Costs Covered by Special Damages

Special damages — which cover the quantifiable costs within a medical injuries settlement – enable the recovery of any medical expenses or monetary cost incurred as a result of the accident and expenses which may be incurred in the future. Even though some injuries received during treatment may be more painful than others, the value of special damages for future care will be determined on the seriousness of the injury, the length of time needed to recovery from the injury – if at all – and whether issues such as visible scarring could be resolved by plastic surgery; which would then be accounted for in the costs covered by special damages.

Long Term or Permanent Prognosis

If an injury sustained while receiving treatment is believed to be permanent, then a larger medical injury settlement is likely to be awarded. Compensation from a medical practitioner may also be influenced by the age of the victim who was injured while receiving treatment—- for example, a 25-year-old who loses his hand may be awarded a larger medical injury settlement than a 60-year-old who suffers the same injury because the younger man has to live with the disability for longer.

Changes to Quality of Life

Claimants who are successful in their pursuit of NHS hospital medical negligence claims should also be compensated for the impact their injury has had on their quality of life. Your medical injury settlement should therefore also take into account the effect your injury has had on your ability to go about your “habitual” life and perform day-to-day tasks as you had done before the accident. The settlement may include compensation for your inability to participate in activities which you used to enjoy — sports for example.

This element of compensation, known as “loss of amenity”, can have a significant impact on the value of your settlement. Even if injuries sustained while receiving treatment are similar to those experienced by somebody else, the quality of life you enjoyed before the injury can make a difference to how much compensation for a medical injury they receive.

A physically active person who exercises regularly could be awarded more compensation from a medical practitioner than one who watches television for most of the day for example. In order to claim compensation for loss of amenity, it is recommended that you keep a diary of your time after the accident — including the opportunities to participate in activities which you had to decline because of the impact of the injury.

Impact of Ability to Earn

A loss of earning power can also have a significant impact on the amount of compensation awarded as part of an NHS hospital medical negligence claims settlement. A common complaint among claimants who are injured while receiving treatment is that they often read about another claimant with a similar injury who is awarded a much greater medical injury settlement than them.
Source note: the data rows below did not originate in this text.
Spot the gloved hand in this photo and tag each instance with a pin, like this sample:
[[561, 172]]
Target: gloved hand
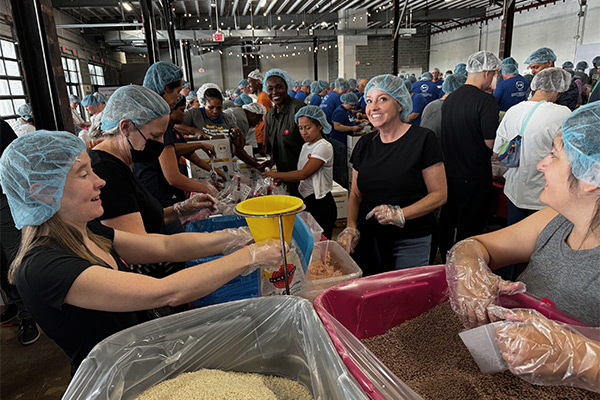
[[545, 352], [265, 255], [472, 286], [348, 239], [199, 202], [388, 215], [236, 239]]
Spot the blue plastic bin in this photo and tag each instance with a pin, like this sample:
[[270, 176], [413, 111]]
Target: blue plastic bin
[[241, 287]]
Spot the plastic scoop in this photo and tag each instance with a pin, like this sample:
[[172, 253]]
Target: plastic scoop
[[483, 346]]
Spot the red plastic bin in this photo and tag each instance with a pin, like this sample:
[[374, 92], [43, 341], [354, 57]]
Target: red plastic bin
[[372, 305]]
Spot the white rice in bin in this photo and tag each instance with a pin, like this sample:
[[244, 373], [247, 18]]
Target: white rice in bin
[[212, 384]]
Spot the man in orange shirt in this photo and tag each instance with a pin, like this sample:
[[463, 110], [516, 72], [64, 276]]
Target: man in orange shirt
[[255, 83]]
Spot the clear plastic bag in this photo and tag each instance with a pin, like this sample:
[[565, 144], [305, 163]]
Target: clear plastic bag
[[280, 336]]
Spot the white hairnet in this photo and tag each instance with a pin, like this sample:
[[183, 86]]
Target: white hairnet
[[483, 61], [551, 80], [315, 113], [33, 171], [255, 108], [136, 103], [394, 86], [581, 140]]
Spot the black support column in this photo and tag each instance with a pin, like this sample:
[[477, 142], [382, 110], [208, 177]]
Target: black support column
[[42, 67], [149, 31], [506, 29]]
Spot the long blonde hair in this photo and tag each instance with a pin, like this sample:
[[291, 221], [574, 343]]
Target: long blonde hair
[[56, 233]]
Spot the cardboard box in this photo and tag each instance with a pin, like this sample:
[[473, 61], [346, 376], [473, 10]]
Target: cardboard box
[[340, 195]]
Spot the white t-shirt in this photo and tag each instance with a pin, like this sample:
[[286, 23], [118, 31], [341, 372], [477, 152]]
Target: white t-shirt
[[525, 183], [321, 182]]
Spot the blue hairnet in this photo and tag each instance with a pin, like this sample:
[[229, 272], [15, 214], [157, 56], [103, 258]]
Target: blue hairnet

What some claimants do not realise is that the person that they read about may have sought their compensation from a medical practitioner in an entirely different set of circumstances. The person they read about may simply have been earning more than them — meaning that the recovery of income for time missed from work would be for a larger amount. Alternatively, they might simply have been out of work for longer because of their injury.

No Win, No Fee Claims in Seeking Compensation from a Medical Practitioner

If you believe that you have valid reason to pursue compensation from a medical practitioner you should speak with a solicitor who specialises in NHS hospital medical negligence claims as soon as possible. If the solicitor believes that you have a strong case against the hospital or medical practitioner, they may offer you the option to have your case presented on a No Win No Fee basis. A No Win No Fee arrangement is one in which the solicitor offers to take your case on the understanding that they will waive their legal fees if your claim is unsuccessful.

While a No Win No Fee arrangement may appear to be a favourable option, it is not for everyone. If your medical injury claim for compensation is unsuccessful you may still be responsible for the legal fees of the defendant and any added expenses your solicitor may have incurred. It is also important to note that, just because your solicitor offers to take your case on a No Win No Fee basis, it does not mean the claim is guaranteed to succeed.